Let's say you want to add it directly in the install location for a quick tour. To understand how to add new art, let's create a one based on existing art.

  • Go to directory containing all artfiles: cd "$(dirname $(command -v arttime))/../share/arttime/textart". All arts are in individual text files (artfiles) there. Changing an artfile there will change how it gets displayed in arttime.
  • Create a new art file from existing one, cp seal seal2 (you can pick any name).
  • Open seal2 in any text editor.
  • Edit first line to change the default text message shown under seal2. Edit rest of the lines to make minor change the art. Save the file.
  • Open arttime --nolearn -a seal2, and you would notice your changes.

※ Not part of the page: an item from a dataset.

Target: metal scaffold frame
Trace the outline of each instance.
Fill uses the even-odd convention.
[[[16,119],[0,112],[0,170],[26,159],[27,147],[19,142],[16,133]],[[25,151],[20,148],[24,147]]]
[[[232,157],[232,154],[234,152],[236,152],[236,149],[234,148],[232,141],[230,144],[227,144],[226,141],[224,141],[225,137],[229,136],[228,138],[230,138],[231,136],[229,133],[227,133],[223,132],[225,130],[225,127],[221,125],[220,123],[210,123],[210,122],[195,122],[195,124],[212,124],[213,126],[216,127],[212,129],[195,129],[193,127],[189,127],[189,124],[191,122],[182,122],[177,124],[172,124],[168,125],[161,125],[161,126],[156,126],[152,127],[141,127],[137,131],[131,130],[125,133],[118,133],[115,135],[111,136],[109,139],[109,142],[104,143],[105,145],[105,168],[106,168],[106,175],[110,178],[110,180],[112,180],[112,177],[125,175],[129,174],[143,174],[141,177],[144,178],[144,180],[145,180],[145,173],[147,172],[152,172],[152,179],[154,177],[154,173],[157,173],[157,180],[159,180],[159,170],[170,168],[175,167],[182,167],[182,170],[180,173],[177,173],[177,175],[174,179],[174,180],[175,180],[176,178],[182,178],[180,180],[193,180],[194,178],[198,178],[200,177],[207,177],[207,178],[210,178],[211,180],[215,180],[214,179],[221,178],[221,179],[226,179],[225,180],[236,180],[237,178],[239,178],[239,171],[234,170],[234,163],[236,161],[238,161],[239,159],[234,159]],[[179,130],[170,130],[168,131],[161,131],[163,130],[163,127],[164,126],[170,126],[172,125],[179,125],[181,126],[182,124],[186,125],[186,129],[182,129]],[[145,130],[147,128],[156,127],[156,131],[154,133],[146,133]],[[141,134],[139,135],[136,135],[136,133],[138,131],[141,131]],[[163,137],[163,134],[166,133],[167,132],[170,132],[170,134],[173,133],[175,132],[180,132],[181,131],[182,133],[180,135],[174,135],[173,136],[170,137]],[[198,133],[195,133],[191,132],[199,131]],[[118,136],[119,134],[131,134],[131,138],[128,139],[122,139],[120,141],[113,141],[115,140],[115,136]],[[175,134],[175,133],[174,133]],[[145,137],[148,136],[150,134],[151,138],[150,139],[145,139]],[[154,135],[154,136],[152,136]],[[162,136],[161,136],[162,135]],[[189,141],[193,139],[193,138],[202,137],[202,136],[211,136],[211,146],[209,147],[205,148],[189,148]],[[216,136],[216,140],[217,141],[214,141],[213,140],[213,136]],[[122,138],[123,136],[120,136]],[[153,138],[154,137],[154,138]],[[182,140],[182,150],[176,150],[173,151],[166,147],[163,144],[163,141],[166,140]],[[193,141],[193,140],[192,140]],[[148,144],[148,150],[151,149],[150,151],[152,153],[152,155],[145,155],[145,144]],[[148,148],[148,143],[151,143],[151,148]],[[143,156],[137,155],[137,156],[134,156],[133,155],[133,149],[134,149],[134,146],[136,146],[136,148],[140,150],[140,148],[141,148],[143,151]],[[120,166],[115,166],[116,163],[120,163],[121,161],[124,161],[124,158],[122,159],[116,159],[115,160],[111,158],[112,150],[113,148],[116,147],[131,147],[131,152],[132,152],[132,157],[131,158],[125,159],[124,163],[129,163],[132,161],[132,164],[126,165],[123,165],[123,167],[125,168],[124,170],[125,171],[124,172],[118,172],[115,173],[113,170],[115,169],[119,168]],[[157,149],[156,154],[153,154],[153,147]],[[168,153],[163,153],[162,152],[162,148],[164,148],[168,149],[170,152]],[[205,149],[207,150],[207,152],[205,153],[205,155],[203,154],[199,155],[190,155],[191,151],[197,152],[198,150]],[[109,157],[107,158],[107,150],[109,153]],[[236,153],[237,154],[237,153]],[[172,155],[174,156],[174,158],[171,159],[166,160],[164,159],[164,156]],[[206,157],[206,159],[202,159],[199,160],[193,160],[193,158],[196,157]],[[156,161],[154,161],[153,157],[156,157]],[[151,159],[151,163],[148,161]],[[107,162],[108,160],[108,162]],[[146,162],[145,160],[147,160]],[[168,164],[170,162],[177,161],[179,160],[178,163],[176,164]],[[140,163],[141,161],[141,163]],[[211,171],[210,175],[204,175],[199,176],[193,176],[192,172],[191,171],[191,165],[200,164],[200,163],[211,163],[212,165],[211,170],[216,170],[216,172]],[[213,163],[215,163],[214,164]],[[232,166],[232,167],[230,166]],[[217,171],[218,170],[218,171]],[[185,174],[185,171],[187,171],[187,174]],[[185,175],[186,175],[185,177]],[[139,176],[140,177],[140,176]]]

By this time you have perhaps realized that every art is nothing but a file in this directory, with the following format:

  • File name is art name
  • First line has default message shown under text art
  • Text art starts from line 2 and continues to bottom of file. Note: the north west corner of text art is aligned with beginning of line 2.

Perhaps delete seal2 and create your own art file by taking inspiration from other files.

If you are going to edit/add new art files, it is safer to do so in share/arttime/textart directory of local arttime git repository. Reason: let's say you create an art file named wonderland and add it directly to the installed location. In future release, if arttime project adds wonderland and you upgrade, the contents of your wonderland will be replaced by one added by arttime project. If you instead have wonderland in a git repo, doing git pull will show you merge conflict on wonderland. Then you can take appropriate actions. Same goes for editing existing art files, they will get overwritten with every upgrade. After doing git pull, and resolving merge conflicts, you would have to manually run ./install.sh from the git root directory. Also check ./install.sh --help for install options.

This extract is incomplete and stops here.